Jamie Hazlett / Sun Star Columnist
March 22, 2011
I have lost count of the number of times this last week I have heard someone talking about how they wish they could go to Japan and lend a hand with that nation’s current crisis. The same ineffectual lamentations of would-be do-gooders were made after the earthquakes in Haiti and Chile, the humanitarian issues in Darfur and in the aftermath of a thousand other disasters. The desire to help other people in desperate need of aid is wonderful, don’t get me wrong. If all the goodwill of the people wanting to do something to help the latest group of victims could be transmogrified into needed material goods and the ability to get said supplies where they were in the shortest supply, that would be phenomenally useful. Unfortunately that isn’t how things work.
Some of you may have heard the term “Dark Tourism” before. For those who have not, the phrase is used to describe traveling to places that have an air or history of death or destruction. It also applies to situations like the one unfolding in Japan, where a new chapter of pain is being written. Even if you do not travel to a place specifically because it has a bloody past or present, you are still engaging in dark tourism, unless you’ve somehow managed to make your way to Auschwitz without knowing anything whatsoever about the Second World War. The only people who might be exempt from this are seasoned aid workers who have seen so many apocalyptic scenes that it’s no longer exciting, the people who come home and don’t want to talk about what they saw or did or how things were because they’ve become numb to it. The rest of us must face the fact that we are driven to help first-hand at least partly by a perverse need to experience an extreme that we simply are not equipped to understand.

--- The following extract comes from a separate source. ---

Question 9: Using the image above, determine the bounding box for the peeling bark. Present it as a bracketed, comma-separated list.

This is not necessarily a bad impulse. Like anything in moderation, dark tourism can be an extraordinary – and in some cases necessary – tool. Visiting places like Auschwitz or Hiroshima serves to both make us more aware of the past and to begin to recognize the incredible amounts of damage and pain we are far too easily capable of wreaking amongst our fellows. With any luck, dark tourism on this level makes us better, kinder human beings. There is an extreme, however, that should only be ventured into by those who have the necessary skills, foresight, and mettle to not only survive the trip, but to be of use to the real victims rather than becoming one of them. This is the extreme that those purporting desires or intents to venture into war zones, plague areas, and disaster sites “just to help” have to realize they are facing before they set out to do good.

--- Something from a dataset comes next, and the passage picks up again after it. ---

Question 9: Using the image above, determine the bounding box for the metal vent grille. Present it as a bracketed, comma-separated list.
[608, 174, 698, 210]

Take Japan as a case in point. Do you speak Japanese fluently? Are you familiar with Japanese customs beyond taking your shoes off at the door? Have you been trained for disaster aftermath management, or do you have some specialized skill or knowledge that would lend itself to the situation such as being a doctor or nuclear technician? Have you ever had to perform in high-stress, high-risk situations? If you answered no to more than one of the above questions, the odds are astronomically on the side of you being little more than a burden once you arrive. Even if you managed to not have an immediate breakdown when confronted with the sheer level of awful to be found on what’s left of the streets of Sendai, you probably wouldn’t even be any good at shifting rubble. Especially if you don’t know enough Japanese to call for help or ask where you should concentrate your efforts.
This is not intended as a mockery of people who are compassionate enough to want to do something to alleviate the suffering that we are being constantly told is present in this week’s cause celebre. Quite to the contrary, it is meant to be an encouragement to think, and then to act. If your first thought is that you want to help, that’s great. Now step back and realize that your non-fluent, untrained self can do much more good if you don’t immediately try to get to Japan to “pitch in.” Give some of that airfare to a charity that is sending over supplies and people who are trained for these types of situations. Contact local charitable groups like the American Red Cross and ask what you can do to assist their efforts. Sign up for disaster preparedness courses through recognized organizations and then practice what you learn so that if your hometown turns out to be the next breaking news location, you’ll be more likely to both survive and be of aid to others afterwards.
Finally, remember that a disaster, even one that registers as a 9.0, doesn’t spell the end of a destination. The biggest thing that you will be able to do for Japan in the months and years to come is to keep your eyes and ears open, because sooner or later they’ll be inviting the world to come eat sushi rather than to lug emergency supplies. When the nation and its people are ready for travelers to return, they will make it known. The return of foreign visitors not dressed in blaze orange is a sign that a place ravaged by disaster is on the road to an economic upswing. Perhaps more importantly for an international hub like Japan, such a return will foster a sense of normalcy for the residents who remember when badly-dressed tourists were an everyday sight. That, seatmates, is when those of us whose Japanese ends at “domo arigato” will be able to do our part.